La parashà ci narra che Noè portò nell’arca una coppia di ogni specie di animali, ma aggiunse degli animali e del pollame kashèr (Rashì a proposito di Bereshìt 7, 2) per poter offrire sacrifici al Signore.

Quando egli lasciò l’arca, dopo il cessato diluvio, realizzò il suo proposito come dice la Torà: “E Noè edificò un altare al Signore… offrì olocausti sull’altare” (Bereshìt  8, 20).

Nella parashà di Bereshìt viene narrato un fatto, degno di meditazione, riguardante i korbanòt, ossia i sacrifici. La Torà racconta (Bereshìt 4, 34) che tanto Caino quanto Abele fecero le loro offerte al Signore. Abele, che era pastore, offrì in olocausto dei primogeniti del suo gregge, mentre Caino, che era agricoltore, offrì al Signore alcuni frutti della terra di qualità piuttosto scadente. L’Onnipotente accettò l’offerta di Abele, ma respinse quella di Caino.

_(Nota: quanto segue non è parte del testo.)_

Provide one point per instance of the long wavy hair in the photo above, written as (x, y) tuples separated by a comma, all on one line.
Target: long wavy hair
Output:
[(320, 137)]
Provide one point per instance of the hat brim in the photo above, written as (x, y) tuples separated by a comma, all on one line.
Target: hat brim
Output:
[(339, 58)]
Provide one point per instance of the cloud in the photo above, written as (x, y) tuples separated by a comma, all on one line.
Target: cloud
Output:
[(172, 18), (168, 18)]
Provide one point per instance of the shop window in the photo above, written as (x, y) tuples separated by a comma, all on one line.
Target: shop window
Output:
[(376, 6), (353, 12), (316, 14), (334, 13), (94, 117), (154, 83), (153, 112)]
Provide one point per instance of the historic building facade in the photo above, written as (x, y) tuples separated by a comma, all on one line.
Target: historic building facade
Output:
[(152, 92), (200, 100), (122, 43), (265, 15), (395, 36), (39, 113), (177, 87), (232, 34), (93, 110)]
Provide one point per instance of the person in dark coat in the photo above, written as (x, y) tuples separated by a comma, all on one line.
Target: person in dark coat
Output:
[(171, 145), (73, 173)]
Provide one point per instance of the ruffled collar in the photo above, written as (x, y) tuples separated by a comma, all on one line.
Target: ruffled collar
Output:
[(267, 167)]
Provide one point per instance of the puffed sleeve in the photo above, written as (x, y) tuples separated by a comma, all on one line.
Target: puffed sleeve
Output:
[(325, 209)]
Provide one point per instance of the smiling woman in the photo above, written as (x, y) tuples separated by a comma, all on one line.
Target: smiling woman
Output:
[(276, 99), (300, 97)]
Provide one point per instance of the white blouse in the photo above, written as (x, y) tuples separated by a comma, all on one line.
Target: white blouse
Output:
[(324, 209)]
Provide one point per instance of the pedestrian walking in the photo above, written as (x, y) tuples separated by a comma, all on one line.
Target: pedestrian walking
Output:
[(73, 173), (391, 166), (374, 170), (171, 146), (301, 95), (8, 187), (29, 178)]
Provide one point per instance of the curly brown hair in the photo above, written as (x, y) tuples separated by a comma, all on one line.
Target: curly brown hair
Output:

Nell’episodio è importante notare come, sebbene Caino avesse offerto spontaneamente in dono al Signore il frutto della sua fatica, questo non venne accettato perché non aveva dato il meglio! Nel menzionare l’episodio di Caino e Abele, Maimonide scrive: "Quando diamo cibo ai bisognosi, dovremmo dare quanto di meglio e di più squisito c’è sulla nostra mensa; con i migliori indumenti del nostro guardaroba dovremmo vestire gli ignudi; e quando innalziamo un santuario per la preghiera, dovremmo renderlo più bello della nostra casa poiché è scritto: "… tutto il meglio… è per l’Onnipotente!" (Vaiykrà 3, 16).

Allo stesso modo, la parte migliore della nostra giornata è quella delle prime ore del mattino, quando il nuovo giorno ci trova freschi e riposati.

Sono queste le ore che dovrebbero essere dedicate alla preghiera e allo studio. Non appena l’ebreo si desta, egli riconosce D-o come suo Creatore recitando il Modè Anì. Poi, dice in piedi le preghiere al cospetto dell’Onnipotente. In seguito, egli si immerge (e sia pure per un tempo limitato) nello studio della Torà e solo dopo, quando ha dato la sua parte migliore a D-o, l’ebreo si dedica alle sue faccende quotidiane.

Quando negli Stati Uniti furono istituite le prime scuole ebraiche, si trattò di decidere quale parte del giorno dovesse essere dedicata allo studio della Torà e quale agli studi secolari. Il precedente Lubavitcher Rebbe, di santa memoria, insisteva nel dire che i bambini dovessero studiare la Torà nella prima metà del giorno, che è anche la migliore poiché …tutto il meglio… è destinato al Signore.

Questa norma può essere applicata alle stagioni della nostra vita. Gli anni migliori li dovremmo dedicare all’Onnipotente; lo studio della Torà non deve essere rimandato agli anni della vecchiaia come pensano alcuni, i quali ritengono che soltanto allora potranno dedicarsi allo studio e andare regolarmente alla sinagoga.

Gli anni migliori sono quelli dell’infanzia e della prima gioventù, quando non sentiamo ancora il peso delle responsabilità che incombono sugli adulti, quando non siamo ancora presi dall’ingranaggio del lavoro e degli affari. Inoltre, la gioventù è libera dalle preoccupazioni e dagli impegni verso la famiglia e la società. Questi anni spensierati della giovinezza, gli anni migliori, dovrebbero essere dedicati allo studio della Torà di D-o e delle mitzvòt.


Fonte: Saggio basato su Likkuté Sikhòt vol. II, pp. 326-328; pubblicato in Il Pensiero della Settimana.